I never really “feel bad” (on the inside, in my heart, where it counts) when I’ve worked too hard or written too late.
Who cares?
I am enough.
And I need to remember this the next time the crystalline glow of a bar causes my mind to wander from that capital-T-Truth.

The Truth is that peace does not come from without.
Not accolades, not money, not alcohol.
Not weed. Not melatonin. Not Ibrance.
Not this stupid ass “sleepy-tea” I’m drinking when,
if I’m being “rigorously honest” I’d rather have a mug full of hot spiked cider.

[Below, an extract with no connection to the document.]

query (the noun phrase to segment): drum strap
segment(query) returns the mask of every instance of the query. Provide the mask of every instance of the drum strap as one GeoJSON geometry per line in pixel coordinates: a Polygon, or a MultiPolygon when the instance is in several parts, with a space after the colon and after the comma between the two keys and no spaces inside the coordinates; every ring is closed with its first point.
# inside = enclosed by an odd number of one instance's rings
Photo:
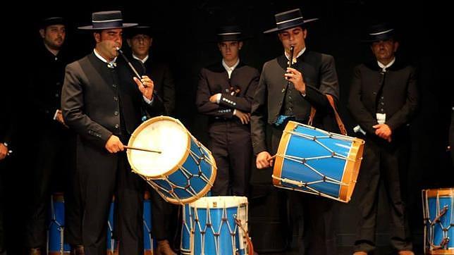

The fact is the feelings come and go like the birds that sit on the power lines crisscrossed over our neighborhood.
Landing. Leaving. Landing. Leaving.

And then sometimes, just like those birds, those feelings shit all over you.
That’s the part I never liked. I don’t do so well with, what I’ll call my, Three Big Shitty Feelings: Grief, Regret, Fear.
The holidays always bring up the Three Big Shitties because they’re all about other humans and our relationships to other humans, and about love, and connection, and the past.
Tradition itself is about the past.
That ham is about the past.

And I’ll end this by stating something truly controversial: I like ham more than turkey. If I’m being rigorously honest (as I am wont these days) I don’t care much for turkey at all.